Although able to communicate via delayed satellite radio feeds with his wife and 3-year-old daughter, back on Earth, Sam's only companion within Sarang's confines is Gerty  voiced by Kevin Spacey  the base's well-intentioned but rather uncomplicated computer. Gerty's "features" are limited to a small screen that projects a yellow smiley-face that changes expression  frowning, sad, pensive  depending on the computer's assessment of Sam's mood.

Spacey is perfect for this role, his already quiet voice modulated with even more focused sterility. We often detect irony in Gerty's comments because we expect as much, and because Nathan Parker's script  from a story by Jones  deliberately plays many of the computer's remarks for laughs. Even so, Gerty remains an unsettling presence: vaguely creepy in the same way that HAL hovered like a malignant mother hen over the human characters in 2001: A Space Odyssey.

The familiarity probably isn't accidental. The basic look of Moon, with respect to the clanky, submarine-style Sarang complex, bears a striking resemblance to the massive ship occupied by Kier Dullea and Gary Lockwood in 2001. This is true, we eventually realize, because production designer Tony Noble and the Cinesite effects team  lacking the budget for golly-gee-wow CGI work -— crafted this film the old-fashioned way: with cleverly dressed sets and miniatures.

Funny thing. The model work here looks significantly more "real" than much of the highly touted computer effects that highlight nearly all sci-fi movies these days.

And credible, persuasive reality is the key to this story. The partly dilapidated environment helps sell the concept; so does Rockwell's alternately touching and heartbreaking performance.

Sam, sadly, is growing increasingly unstable. Prone to headaches and hallucinations, heedless of personal grooming and exercising more as a nervous compulsion than because he needs to maintain good body tone, Sam is the picture of a man at the ragged edge of his tether. Judgment is impaired; he treats the mechanical Gerty as a de facto psychiatrist.

Who, we wonder, could have suggested and implemented such a lengthy work shift?

Something's got to give, and it does: A distracted Sam takes a lunar rover to check on one of the huge harvesters, and gets careless while approaching its trenching equipment.

And, suddenly, the very nature of Sam's mission gets exposed as something much worse than he could have imagined.

Ideally, viewers should approach Moon with virtually no sense of what's coming. As was the case with The Truman Show, the primary delight is one of surprise, as Jones and Parker's story gradually unfolds, with disturbing new plot points sequentially exposed like the petals of a flower opening to the sun.

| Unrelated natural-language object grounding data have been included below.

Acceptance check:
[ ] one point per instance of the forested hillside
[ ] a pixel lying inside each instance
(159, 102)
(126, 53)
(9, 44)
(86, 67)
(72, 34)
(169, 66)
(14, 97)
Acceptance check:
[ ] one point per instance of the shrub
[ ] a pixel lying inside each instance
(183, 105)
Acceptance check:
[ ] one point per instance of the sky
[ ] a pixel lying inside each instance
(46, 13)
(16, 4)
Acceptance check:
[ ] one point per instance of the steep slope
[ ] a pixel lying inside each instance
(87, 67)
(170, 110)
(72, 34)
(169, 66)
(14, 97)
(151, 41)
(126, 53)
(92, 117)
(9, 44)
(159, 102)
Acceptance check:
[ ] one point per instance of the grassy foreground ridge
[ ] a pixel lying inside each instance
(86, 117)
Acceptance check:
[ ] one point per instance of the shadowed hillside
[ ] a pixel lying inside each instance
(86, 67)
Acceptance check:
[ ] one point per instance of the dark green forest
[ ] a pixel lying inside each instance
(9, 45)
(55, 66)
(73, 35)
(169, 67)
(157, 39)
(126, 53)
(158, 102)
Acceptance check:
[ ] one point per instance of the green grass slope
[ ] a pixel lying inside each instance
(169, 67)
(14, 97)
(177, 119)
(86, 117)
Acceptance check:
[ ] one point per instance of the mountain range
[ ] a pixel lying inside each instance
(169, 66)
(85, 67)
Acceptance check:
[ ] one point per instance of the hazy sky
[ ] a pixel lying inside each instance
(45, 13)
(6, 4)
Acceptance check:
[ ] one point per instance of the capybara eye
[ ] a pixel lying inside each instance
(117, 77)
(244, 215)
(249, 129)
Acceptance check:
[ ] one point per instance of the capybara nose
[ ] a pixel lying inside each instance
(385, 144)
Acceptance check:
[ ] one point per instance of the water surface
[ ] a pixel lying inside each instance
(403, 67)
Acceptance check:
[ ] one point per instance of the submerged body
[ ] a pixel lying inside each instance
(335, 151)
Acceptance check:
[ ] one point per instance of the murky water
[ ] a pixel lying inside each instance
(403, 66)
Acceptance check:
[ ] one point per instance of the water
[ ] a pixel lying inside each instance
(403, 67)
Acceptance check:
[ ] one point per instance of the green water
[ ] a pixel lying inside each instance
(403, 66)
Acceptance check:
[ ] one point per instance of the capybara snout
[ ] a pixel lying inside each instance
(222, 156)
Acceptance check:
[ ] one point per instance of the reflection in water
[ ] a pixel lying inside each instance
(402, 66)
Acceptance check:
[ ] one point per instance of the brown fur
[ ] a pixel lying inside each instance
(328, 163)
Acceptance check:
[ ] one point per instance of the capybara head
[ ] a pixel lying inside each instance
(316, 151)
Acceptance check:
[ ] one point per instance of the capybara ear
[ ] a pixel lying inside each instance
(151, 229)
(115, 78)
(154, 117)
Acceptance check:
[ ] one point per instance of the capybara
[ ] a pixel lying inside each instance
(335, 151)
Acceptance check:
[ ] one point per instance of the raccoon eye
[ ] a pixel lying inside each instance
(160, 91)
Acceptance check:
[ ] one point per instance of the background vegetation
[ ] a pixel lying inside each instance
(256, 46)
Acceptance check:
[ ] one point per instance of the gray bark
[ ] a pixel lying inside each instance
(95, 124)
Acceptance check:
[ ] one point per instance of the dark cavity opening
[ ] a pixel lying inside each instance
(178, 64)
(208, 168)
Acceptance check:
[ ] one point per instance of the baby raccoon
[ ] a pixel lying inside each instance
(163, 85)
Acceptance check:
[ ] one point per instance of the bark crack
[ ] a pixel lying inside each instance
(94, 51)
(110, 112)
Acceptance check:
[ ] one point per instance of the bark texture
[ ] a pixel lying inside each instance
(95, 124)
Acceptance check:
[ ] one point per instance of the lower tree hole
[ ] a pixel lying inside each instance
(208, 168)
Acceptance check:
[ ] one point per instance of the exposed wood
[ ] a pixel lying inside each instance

Sadly, that's hard these days. I credit this film's trailers for not revealing the best surprises, but they still show too much. And I'm dismayed to note that most published reviews also give too much of the game away. Shame, shame, shame.

Rockwell is an intriguing, inwardly combustible actor with a spotty career that ranges from the excellent (Frost/Nixon, Matchstick Men) to the truly dreadful (Choke). He delivers a veritable tour-de-force performance in this film, however: a superbly shaded, one-man show absolutely on par with the similarly nuanced role Bruce Dern played in Silent Running.

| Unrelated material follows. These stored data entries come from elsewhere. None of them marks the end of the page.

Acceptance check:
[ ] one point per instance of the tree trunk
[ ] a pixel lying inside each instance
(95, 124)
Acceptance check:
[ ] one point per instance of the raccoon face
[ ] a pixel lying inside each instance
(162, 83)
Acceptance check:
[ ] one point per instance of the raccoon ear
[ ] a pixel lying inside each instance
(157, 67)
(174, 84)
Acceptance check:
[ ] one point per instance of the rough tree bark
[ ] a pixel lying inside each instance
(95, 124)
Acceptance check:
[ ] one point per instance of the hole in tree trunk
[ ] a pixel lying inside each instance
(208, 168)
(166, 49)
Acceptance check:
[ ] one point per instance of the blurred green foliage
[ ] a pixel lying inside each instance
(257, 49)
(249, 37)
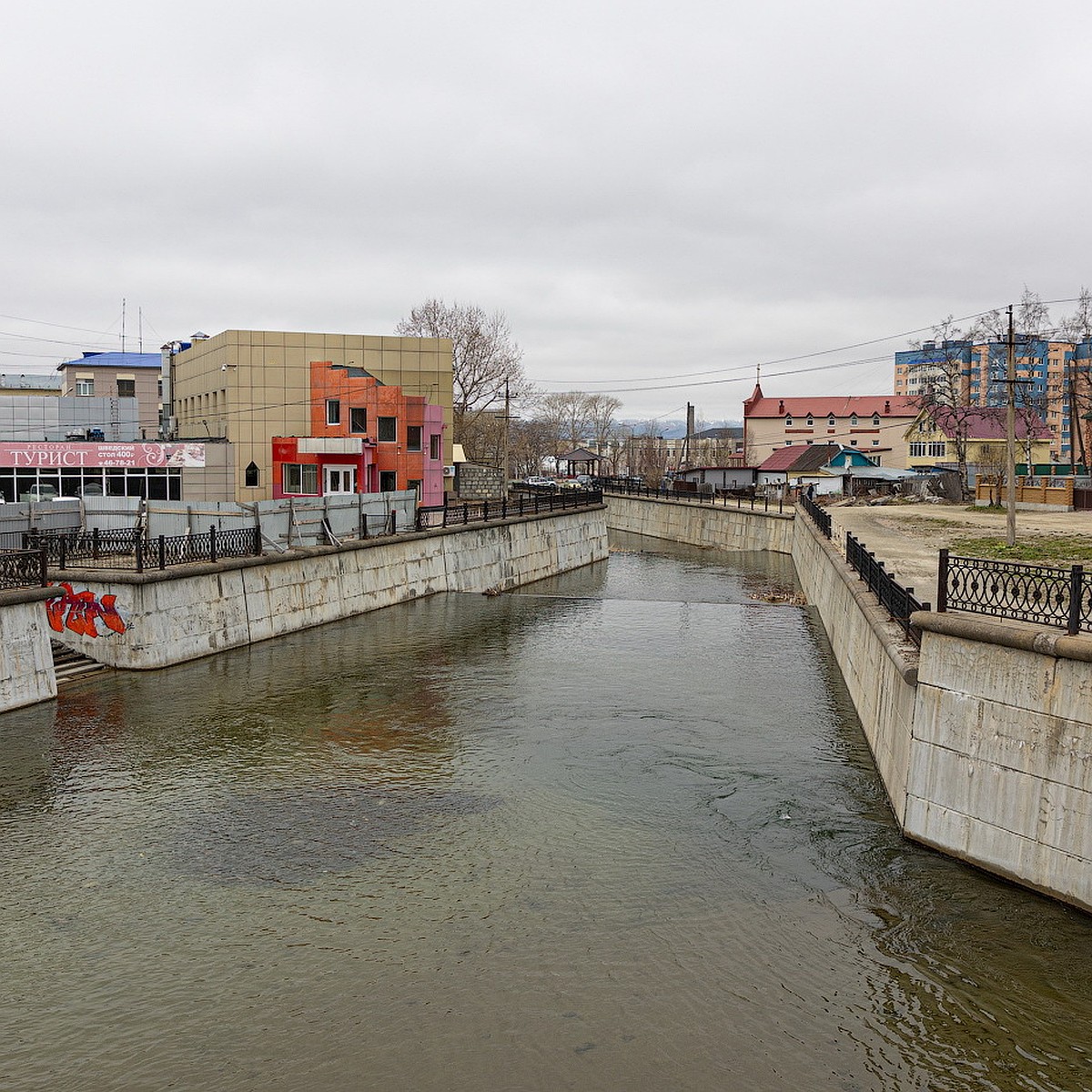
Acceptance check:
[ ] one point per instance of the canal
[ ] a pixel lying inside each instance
(620, 830)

Dern eventually wound up permanently identified with that film, and I suspect Rockwell will experience similar name recognition for Moon. We ache for poor Sam; we quickly bond with him, and soon find ourselves hoping  quite unrealistically  that he'll somehow solve a situation as remorselessly grim as what the pilot faced in "The Cold Equations."

Whatever the outcome, though, we also know that Gerty will endure with the same sort of quiet, chilling (loyal?) patience displayed by the little robot teddy bear at the end of A.I. (another thoroughly upsetting sci-fi what-if tale, it should be noted).

Stumbling upon the likes of Moon is what going to the movies is all about: finding a truly unexpected little gem.